Speaker 3: 04:10 That's right. So the mayor estimates that between the current fiscal year and the next fiscal year, the city is expecting, um, the transit occupancy tax or the hotel room tax to drop by $121 million. They're not expecting any revenue from the, uh, tot and April, um, sales tax in that same timeframe expected to drop by $55 million. So that's really where the bulk of this revenue shortfall is coming from.
Speaker 1: 04:36 And after the governor announced mass gatherings this summer are unlikely until there's herd immunity or a vaccine. San Diego County fair was canceled along with San Diego pride and city officials must believe the budget situation could get way worse the longer this drags on. You know, we didn't really hear anything
Speaker 3: 04:52 predictions from the mayor on that topic. As the mayor said, this budget is a snapshot in time. So we're essentially, uh, the city finance officials are trying to predict where the economy will be, uh, from July of this year all the way through June of 2021. That's an extraordinarily difficult task, uh, given there's so much uncertainty just in the next week or two. So it's really tough to put together a budget with all that uncertainty at this point in time. What that's probably going to mean is that we're going to have a much bigger change to the proposed budget in may when the mayor always puts out his may revise. Um, typically it's, you know, a few million dollars here and there, but, um, given the new information that will have, you know, several weeks from now or a month from now, it's likely that may revise will be pretty significantly different than what he originally proposed. And also as the year goes on, we may see even more budget revisions because you know, predicting, uh, 12, 13, 14 months into the future is really tough right now.
Speaker 1: 05:51 And what's been the response so far to this proposed budget?
Speaker 3: 05:54 Well, several city council members have put out statements, uh, reacting to the proposed budget. We're not hearing much dissent from them so far. I think everyone is acknowledging that these are, uh, unbelievably tough times and every decision that we're going to have to make will be painful. Um, as you know, as folks get deeper and deeper into the budget, it's several hundred pages long. Uh, I think we might, uh, start hearing maybe, you know, some descent on, well, this department's being cut in this much, but that department isn't taking its fair share. So maybe we'll see a bit more discussion about, um, how appropriate all of these cuts are. The union that is the largest union that represents city employees, the municipal employees association, you know, has been, they've basically said we're not stupid. We know that th that layoffs are, are probably coming. So I think that they're, you know, they've been preparing all of their members for this kind of budget. Um, but we still got a lot of details to, to learn. Uh, so we'll be keeping an eye on it and continuing to analyze as the time goes on.
Speaker 1: 06:55 And very fluid. You mentioned the may revise this coming, but uh, I'll, all sorts of things can happen.

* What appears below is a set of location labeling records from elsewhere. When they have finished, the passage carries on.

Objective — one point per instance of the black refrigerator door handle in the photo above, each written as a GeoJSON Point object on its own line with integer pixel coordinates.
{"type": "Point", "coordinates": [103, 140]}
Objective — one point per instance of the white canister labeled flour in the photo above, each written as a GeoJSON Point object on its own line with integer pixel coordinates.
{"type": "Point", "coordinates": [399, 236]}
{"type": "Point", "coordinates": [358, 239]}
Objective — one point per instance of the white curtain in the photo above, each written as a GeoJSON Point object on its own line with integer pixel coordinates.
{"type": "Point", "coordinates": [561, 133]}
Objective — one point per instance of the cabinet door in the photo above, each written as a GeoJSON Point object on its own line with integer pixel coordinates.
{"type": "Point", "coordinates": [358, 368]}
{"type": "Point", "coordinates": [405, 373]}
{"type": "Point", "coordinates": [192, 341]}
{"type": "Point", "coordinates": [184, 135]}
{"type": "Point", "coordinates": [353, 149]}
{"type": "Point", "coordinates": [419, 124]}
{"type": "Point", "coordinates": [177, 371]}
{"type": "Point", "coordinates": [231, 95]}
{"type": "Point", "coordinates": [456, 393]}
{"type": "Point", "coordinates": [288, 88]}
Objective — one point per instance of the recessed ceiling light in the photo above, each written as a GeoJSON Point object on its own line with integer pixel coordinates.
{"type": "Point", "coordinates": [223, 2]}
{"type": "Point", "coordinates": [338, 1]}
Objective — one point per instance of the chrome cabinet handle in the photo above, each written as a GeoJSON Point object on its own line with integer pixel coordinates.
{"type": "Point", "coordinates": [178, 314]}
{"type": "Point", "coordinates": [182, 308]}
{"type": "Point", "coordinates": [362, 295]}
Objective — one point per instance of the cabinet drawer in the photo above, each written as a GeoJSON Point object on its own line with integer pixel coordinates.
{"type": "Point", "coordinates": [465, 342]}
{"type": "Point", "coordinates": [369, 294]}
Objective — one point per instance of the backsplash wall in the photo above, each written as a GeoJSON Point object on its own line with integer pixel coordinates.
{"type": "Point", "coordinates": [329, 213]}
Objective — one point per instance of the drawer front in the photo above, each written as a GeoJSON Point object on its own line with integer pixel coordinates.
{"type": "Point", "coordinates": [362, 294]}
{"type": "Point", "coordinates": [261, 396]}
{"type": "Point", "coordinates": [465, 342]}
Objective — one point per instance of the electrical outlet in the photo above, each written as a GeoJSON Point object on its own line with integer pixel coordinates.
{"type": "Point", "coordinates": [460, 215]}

Speaker 3: 07:00 Yeah. And so the, what happens next is that the city council is going to start their budget review committee meetings. All nine council members get together and go through, uh, the entire budget department by department and look through all of the different spending cuts. Um, it's a, it's a pretty long process, very deep and wonky and everything. But you know, that's how it goes every year. And then we'll get the may revise the, the council will ask for some additional changes probably, and the, the council vote ultimately is, uh, in early June.
Speaker 1: 07:34 Well, we'll be watching the stories. A, undoubtedly a lot of this is a yet to unfold here, and as we work through the weeks and the months ahead, I've been speaking with KPBS Metro reporter Andrew Bowen. Thanks, Andrew. Thank you, Mark.